These considerations need to be borne in mind when evaluating the progress of democratization in Southeast Asia, particularly as the waxing and waning of democratic principles is amplified in new democracies. It is as wrong to argue from an extreme clash of cultures position, seeing democracy and Asian values as incongruent, as it is to regard Southeast Asian democracies from a Eurocentric perspective, assuming that the Western world already completed its democratization process. Germany, for instance, seen as synonymous with democracy today, whereas from the middle of the 19th century and until the end of the Second World War, the concept was viewed by many social groups as fundamentally non-German and alien.

Although it might not just be a matter of time, it is also not only a matter of historical, ideological or pragmatic antitheses. Democracy and Southeast Asia are not simply two opposing poles, although this simplification is often used by those who benefit from the current status quo. For the democracy-bound Southeast Asian societies, this means that they not only aspire to build states following the examples of Western democracies, but they also need to cope with the current demands on the rule of law that change much faster than they used to in the 20th century.
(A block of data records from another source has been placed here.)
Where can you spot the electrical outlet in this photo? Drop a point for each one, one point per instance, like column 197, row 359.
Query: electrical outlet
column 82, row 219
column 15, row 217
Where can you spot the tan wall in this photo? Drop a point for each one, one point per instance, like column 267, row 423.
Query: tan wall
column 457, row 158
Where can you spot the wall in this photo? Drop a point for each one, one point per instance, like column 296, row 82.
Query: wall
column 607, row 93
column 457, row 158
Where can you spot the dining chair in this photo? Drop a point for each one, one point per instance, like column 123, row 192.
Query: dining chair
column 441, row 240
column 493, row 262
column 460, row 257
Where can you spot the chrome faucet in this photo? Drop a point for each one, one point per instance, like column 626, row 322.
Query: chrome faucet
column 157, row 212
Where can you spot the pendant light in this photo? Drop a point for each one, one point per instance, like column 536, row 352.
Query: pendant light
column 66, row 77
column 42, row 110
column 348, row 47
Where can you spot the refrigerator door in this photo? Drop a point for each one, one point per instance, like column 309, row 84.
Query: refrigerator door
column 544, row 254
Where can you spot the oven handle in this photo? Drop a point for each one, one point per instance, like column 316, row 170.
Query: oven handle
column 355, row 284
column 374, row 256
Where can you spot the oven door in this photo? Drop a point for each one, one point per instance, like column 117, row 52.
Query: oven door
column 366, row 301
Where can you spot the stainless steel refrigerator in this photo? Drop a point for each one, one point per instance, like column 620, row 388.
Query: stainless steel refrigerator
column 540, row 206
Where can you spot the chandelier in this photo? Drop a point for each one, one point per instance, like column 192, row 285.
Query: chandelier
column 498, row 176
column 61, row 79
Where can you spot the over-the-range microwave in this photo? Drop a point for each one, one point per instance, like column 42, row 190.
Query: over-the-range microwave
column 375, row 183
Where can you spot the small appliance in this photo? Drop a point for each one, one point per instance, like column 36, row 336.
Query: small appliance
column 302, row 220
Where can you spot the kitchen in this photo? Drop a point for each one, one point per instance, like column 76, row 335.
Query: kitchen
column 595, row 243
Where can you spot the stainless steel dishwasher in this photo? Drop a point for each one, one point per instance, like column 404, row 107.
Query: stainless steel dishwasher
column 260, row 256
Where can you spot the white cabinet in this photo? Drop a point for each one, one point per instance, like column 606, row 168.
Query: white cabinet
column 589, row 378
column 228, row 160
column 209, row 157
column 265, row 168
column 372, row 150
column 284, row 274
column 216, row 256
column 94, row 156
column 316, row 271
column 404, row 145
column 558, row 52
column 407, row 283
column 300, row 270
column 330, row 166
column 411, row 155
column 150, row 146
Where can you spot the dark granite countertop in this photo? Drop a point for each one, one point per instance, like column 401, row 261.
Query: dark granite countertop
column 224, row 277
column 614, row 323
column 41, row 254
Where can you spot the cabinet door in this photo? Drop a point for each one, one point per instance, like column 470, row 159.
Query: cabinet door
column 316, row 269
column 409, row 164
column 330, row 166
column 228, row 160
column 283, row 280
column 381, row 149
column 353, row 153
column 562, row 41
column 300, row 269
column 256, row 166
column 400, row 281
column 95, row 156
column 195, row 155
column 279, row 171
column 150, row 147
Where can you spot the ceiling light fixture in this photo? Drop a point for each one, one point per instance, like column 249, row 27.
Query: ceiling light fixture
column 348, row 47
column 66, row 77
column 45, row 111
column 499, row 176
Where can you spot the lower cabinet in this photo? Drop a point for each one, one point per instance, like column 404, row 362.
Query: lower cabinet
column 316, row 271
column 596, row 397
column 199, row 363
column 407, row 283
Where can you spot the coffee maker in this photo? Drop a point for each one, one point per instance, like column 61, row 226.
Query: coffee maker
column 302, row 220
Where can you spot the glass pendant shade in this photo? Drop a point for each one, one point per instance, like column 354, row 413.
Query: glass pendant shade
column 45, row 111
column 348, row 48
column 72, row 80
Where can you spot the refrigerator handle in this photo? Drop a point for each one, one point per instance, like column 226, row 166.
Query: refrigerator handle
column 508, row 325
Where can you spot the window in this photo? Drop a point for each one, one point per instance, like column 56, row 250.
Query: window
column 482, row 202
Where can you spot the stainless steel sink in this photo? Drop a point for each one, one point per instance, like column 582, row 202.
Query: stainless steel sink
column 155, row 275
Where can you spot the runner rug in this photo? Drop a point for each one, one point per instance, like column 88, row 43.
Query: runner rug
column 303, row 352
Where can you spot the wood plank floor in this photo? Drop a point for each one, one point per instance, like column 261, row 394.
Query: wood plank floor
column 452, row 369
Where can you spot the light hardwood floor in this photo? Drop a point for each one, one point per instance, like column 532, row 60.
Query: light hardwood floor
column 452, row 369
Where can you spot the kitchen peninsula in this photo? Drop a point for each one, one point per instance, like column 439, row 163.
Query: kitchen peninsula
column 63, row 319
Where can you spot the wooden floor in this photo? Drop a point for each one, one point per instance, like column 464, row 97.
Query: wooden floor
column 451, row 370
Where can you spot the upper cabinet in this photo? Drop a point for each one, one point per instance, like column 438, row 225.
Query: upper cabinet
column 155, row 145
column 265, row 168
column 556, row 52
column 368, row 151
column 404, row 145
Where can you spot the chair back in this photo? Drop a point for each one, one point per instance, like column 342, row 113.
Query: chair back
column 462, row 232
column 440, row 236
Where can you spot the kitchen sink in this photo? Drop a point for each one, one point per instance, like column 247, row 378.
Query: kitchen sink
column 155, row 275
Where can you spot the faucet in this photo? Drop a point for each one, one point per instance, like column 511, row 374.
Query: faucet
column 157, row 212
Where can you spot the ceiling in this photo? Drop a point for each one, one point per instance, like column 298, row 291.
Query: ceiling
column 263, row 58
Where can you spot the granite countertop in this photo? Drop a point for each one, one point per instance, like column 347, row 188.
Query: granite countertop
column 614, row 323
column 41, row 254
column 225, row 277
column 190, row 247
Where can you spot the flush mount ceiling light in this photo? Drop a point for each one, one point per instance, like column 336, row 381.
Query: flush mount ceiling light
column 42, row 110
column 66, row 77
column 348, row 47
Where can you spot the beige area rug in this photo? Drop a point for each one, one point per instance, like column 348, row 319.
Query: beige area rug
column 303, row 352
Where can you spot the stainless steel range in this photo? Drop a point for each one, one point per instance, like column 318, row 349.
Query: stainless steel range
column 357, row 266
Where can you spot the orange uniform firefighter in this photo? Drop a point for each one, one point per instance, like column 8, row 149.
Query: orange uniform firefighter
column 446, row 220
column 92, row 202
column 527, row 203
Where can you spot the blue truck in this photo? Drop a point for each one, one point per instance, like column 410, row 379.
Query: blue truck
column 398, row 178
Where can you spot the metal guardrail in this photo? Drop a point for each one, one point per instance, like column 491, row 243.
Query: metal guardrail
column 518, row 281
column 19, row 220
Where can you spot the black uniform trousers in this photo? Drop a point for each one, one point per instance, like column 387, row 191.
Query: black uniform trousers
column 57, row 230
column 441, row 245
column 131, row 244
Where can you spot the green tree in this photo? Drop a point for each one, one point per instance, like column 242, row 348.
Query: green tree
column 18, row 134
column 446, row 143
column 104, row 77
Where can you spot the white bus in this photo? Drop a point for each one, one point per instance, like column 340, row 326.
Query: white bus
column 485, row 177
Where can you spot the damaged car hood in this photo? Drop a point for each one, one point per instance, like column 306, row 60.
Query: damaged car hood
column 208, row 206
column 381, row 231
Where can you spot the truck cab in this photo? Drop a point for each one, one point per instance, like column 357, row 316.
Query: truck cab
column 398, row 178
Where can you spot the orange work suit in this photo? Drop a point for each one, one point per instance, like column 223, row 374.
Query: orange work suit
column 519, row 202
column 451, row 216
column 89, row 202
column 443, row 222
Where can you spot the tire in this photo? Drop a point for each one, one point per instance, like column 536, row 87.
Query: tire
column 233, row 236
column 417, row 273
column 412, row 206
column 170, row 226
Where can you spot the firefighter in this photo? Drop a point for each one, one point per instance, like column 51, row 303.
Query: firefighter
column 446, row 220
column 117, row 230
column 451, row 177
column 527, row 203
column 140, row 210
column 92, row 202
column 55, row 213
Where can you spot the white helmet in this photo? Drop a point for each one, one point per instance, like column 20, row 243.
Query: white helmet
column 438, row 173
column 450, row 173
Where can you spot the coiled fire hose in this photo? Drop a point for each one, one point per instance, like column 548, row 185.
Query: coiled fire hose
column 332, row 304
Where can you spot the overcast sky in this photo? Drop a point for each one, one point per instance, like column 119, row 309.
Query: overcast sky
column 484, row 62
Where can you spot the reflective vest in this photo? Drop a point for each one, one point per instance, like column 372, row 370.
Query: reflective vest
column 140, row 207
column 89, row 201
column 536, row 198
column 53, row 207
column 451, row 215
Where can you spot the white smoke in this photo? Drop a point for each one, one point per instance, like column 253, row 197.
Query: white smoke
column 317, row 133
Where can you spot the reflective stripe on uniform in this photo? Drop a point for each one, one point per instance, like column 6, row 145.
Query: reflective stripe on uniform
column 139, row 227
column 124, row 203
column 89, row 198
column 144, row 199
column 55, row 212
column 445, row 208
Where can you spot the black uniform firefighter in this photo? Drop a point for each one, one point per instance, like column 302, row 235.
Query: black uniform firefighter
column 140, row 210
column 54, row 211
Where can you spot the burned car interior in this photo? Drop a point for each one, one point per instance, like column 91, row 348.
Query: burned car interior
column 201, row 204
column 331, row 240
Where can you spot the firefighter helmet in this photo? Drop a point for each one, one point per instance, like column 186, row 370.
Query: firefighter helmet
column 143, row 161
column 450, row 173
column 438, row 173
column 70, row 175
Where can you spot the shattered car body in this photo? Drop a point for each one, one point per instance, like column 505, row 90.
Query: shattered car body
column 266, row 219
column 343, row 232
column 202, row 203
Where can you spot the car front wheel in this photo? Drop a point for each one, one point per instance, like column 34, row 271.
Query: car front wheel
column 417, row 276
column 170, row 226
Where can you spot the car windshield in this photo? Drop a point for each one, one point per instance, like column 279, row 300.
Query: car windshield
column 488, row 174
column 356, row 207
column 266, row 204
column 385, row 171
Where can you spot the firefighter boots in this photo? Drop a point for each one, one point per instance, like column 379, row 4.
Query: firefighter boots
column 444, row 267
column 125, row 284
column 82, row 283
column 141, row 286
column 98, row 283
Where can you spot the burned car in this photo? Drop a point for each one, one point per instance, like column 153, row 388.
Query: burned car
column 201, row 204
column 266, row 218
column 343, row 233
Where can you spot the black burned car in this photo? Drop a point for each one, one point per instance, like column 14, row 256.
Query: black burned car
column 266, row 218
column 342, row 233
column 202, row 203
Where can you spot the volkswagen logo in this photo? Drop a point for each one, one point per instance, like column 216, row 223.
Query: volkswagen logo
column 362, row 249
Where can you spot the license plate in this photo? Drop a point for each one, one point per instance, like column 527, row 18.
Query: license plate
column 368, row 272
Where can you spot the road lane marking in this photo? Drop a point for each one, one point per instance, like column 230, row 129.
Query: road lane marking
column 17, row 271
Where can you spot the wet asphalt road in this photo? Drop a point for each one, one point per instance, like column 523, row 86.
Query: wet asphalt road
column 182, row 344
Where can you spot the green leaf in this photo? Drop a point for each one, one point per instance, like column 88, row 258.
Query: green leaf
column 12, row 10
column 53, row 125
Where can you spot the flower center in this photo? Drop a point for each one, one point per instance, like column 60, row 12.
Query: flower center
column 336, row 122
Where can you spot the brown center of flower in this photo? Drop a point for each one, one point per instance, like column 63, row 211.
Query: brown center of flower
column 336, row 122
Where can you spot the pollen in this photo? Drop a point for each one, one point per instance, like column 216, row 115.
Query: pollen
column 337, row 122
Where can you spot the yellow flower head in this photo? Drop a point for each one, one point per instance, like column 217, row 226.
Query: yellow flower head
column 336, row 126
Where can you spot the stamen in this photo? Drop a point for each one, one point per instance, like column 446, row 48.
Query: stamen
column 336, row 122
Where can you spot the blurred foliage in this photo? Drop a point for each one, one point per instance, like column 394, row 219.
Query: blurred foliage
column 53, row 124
The historical setting and the socio-political developments have allowed the Southeast Asian elites to suppress many calls for more political rights and freedoms. It is thus right and necessary to criticize Southeast Asia for its democratic shortcomings, but this should not lead to the dismissal of the region’s many successful contemporary democratic movements that started with the 1980s People Power Revolution in the Philippines and continues until today.

The relationship between Southeast Asia and democracy should, therefore, be a matter of perspective, taking into consideration the difficult situation the region’s democratic movements have had to overcome. It should be acknowledged that there has been an overall advancement of individual rights since the middle of the 20th century, given the region’s experiences of European colonial suppression, Japanese aggression, being the site of proxy wars during the Cold War, and putting up a good fight in the struggle to catch up with the West’s industrialized achievements. Although there is much to be achieved in the process of democratisation across the region, one can see that Southeast Asia has indeed come a long way on the road to democracy.